Cependant, le marché a évolué. Si des titres comme Fortnite ont confirmé la puissance commerciale de ce modèle, ils ont également mis en lumière ses dérives :

  • Une dépendance accrue à des microtransactions parfois jugées prédatrices.
  • Une pression constante des joueurs exigeant toujours plus de contenus.
  • Le risque de “review bombing” ou de boycott forçant les développeurs à prendre des décisions contraires à leur vision créative.

L’influence de Baldur’s Gate 3

En observant le succès de jeux finis et complets comme Baldur’s Gate 3, Chris Wilson reconnaît désormais que ces titres offrent une expérience plus sereine, libérée des contraintes de mise à jour perpétuelle. « Les jeux qui n’ont pas besoin de changements parce qu’ils sont finis et complets échappent souvent à ces pressions », souligne-t-il.
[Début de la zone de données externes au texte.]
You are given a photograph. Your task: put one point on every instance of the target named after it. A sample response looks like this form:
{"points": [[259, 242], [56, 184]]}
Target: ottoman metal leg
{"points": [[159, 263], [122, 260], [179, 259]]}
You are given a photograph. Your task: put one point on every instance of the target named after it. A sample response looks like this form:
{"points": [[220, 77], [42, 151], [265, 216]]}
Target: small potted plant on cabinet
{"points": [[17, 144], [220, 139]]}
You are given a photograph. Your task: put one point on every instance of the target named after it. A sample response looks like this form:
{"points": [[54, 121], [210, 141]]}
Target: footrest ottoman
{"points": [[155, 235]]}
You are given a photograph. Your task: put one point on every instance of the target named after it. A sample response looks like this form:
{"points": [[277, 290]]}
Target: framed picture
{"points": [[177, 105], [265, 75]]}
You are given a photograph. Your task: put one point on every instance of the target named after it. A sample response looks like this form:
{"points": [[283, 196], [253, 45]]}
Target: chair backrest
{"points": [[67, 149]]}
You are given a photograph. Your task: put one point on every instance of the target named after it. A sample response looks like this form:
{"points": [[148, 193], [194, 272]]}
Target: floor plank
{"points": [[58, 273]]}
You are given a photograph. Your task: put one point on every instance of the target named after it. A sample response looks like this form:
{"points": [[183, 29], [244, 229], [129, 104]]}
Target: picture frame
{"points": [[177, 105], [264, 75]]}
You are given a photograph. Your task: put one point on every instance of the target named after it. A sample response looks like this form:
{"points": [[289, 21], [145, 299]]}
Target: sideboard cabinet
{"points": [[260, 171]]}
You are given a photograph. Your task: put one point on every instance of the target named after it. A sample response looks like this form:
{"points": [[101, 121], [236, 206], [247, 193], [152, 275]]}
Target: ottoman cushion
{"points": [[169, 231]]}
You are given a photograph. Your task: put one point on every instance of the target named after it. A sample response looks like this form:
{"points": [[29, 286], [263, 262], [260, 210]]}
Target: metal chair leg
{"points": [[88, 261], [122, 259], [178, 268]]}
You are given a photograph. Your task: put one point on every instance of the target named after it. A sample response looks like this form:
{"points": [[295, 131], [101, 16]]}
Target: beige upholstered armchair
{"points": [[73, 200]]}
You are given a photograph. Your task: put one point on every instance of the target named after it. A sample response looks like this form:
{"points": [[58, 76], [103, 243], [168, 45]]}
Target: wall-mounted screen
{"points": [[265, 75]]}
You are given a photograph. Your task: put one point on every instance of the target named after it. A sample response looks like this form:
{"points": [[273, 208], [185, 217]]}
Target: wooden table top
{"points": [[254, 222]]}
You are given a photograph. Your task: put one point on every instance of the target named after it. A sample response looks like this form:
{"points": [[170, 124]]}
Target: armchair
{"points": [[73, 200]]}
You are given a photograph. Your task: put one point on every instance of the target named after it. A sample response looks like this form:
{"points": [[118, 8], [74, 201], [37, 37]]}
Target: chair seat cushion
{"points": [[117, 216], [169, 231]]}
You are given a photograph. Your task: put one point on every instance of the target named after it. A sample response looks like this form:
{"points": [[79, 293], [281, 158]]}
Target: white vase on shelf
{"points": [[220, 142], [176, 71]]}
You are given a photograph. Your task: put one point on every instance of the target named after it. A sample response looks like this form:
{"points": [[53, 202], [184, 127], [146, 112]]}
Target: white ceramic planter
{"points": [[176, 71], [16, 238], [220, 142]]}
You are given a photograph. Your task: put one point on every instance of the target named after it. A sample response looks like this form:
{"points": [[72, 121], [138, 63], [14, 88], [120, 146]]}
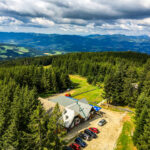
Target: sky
{"points": [[83, 17]]}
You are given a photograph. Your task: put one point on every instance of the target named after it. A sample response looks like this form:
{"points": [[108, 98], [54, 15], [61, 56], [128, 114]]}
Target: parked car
{"points": [[75, 146], [102, 122], [89, 132], [67, 148], [79, 141], [85, 136], [95, 130]]}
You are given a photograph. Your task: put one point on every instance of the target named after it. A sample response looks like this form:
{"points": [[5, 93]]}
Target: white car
{"points": [[102, 122]]}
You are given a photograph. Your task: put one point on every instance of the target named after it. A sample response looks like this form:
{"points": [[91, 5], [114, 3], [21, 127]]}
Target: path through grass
{"points": [[125, 141], [82, 85]]}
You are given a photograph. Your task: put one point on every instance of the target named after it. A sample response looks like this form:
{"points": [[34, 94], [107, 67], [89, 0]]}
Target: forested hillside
{"points": [[23, 122], [8, 51], [48, 44], [126, 78]]}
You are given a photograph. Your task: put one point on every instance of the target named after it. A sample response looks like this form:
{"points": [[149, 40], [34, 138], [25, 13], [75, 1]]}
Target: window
{"points": [[67, 117]]}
Aujourd’hui, l’ancien dirigeant de Grinding Gear Games perçoit le paysage du jeu vidéo comme un écosystème beaucoup plus nuancé. Il admet que chaque modèle de monétisation comporte ses propres inconvénients, loin de l’optimisme technocratique qu’il affichait il y a une décennie.

Cette réflexion intervient alors que le studio continue de développer Path of Exile 2, un titre qui, malgré son héritage, tente de naviguer dans un marché où la patience des joueurs est de plus en plus sollicitée, comme en témoignent les récentes déclarations du directeur du jeu sur les mécaniques de “farming” et l’équilibrage saisonnier.